Because neither the business judgment rule nor the Company’s exculpatory bylaws precluded liability, the Court denied the Director Defendants’ motion to dismiss the breach of fiduciary duty claim.
The Director Defendants next argued the Plaintiffs’ claims for aiding and abetting the Nine West Directors’ fiduciary breaches were deficient. According to the Director Defendants, the acts forming the basis of their aiding and abetting – i.e., approving the Merger and assisting with the completion of the transaction – were taken before the Nine West Directors became directors, and consequently, before they had fiduciary duties to Nine West. The Court rejected this argument, noting the Director Defendants provided no case law in support of their argument, and that in substance it was “senseless.”

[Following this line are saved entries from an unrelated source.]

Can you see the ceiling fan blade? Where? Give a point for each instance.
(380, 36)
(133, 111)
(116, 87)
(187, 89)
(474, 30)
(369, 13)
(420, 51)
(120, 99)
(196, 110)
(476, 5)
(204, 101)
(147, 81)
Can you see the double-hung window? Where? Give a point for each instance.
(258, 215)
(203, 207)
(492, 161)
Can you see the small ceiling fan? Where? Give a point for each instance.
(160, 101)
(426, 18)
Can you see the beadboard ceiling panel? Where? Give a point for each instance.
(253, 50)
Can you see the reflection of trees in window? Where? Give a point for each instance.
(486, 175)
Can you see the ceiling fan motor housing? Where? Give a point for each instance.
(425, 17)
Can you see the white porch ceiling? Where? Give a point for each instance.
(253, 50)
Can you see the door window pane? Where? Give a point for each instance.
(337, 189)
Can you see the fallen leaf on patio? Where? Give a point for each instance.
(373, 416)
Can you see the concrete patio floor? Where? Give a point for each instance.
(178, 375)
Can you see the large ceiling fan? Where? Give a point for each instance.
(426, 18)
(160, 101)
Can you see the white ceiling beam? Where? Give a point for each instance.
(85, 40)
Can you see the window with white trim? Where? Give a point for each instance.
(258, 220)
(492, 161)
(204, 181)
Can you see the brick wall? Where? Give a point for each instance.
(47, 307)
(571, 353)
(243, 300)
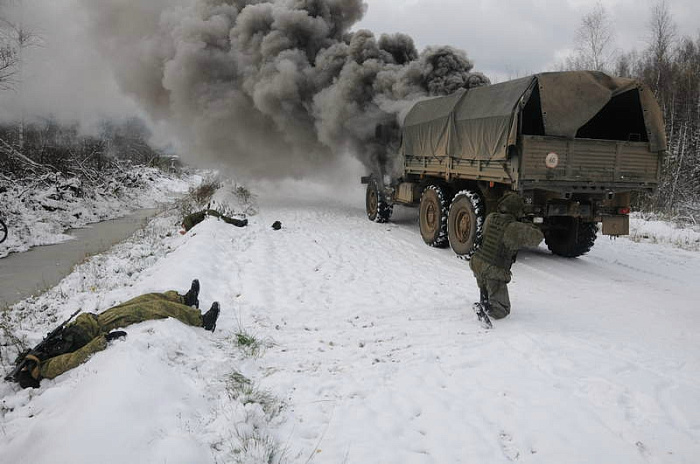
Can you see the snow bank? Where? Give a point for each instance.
(663, 232)
(38, 213)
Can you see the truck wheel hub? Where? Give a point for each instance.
(464, 226)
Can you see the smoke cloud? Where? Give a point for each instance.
(272, 88)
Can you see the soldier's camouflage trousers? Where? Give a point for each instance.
(86, 335)
(493, 282)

Next, the Director Defendants claimed that the Plaintiffs failed to allege they knowingly participated in the Nine West Directors’ breaches, because the complaints affirmatively allege Sycamore and the Nine West Directors actively concealed their bad acts from the Director Defendants. The Court also rejected this argument, reasoning that the “red flags” noted by the Court in analyzing the breach of fiduciary duty claim provided the director defendants with “actual or constructive notice” that the Carve-Out Transactions would leave the Company insolvent. As such, the Court denied Director Defendants’ motion to dismiss the aiding and abetting breach of fiduciary duty claims.
Officer Defendant Claims
The Officer Defendants first argued the claim for breach of fiduciary duty should fail because it sought “to hold them liable for failing to take actions that were out of their control.” The Court agreed, finding the complaint failed to demonstrate that the Officer Defendants could have prevented the Merger. Because the complaints alleged the Director Defendants were aware of, and ignored, red flags relating to the Merger, it was implausible that the Officer Defendants could have somehow prevented the transaction from occurring. The Court, therefore, granted the Officer Defendants’ motion to dismiss the breach of fiduciary duty claims.
The Court also agreed with the Officer Defendants that the claims of aiding and abetting breaches of fiduciary duty, at most, alleged only tangential assistance in the Nine West Directors’ breaches. The Court dismissed these claims as well. Finally, the Court dismissed the fraudulent conveyance claims against the Officer Defendants; holding that certain claims were time-barred, while others were inadequately pled.
With respect to major transactions, company fiduciaries cannot always rely on disclaimers, or even exculpatory bylaws, to prevent liability. Directors should take care to fully educate themselves, because courts may hold them liable for failure to investigate when such investigation, in retrospect, would have revealed red flags. In particular, in a multi-step transaction, the Court’s holding indicates that fiduciaries can be held liable for acts occurring after their fiduciary duties have terminated, if the fiduciary was aware of the actions that would result in a breach prior to those duties terminating. This decision has potentially wide-ranging ramifications for fiduciaries in multiple contexts, including private equity-appointed directors.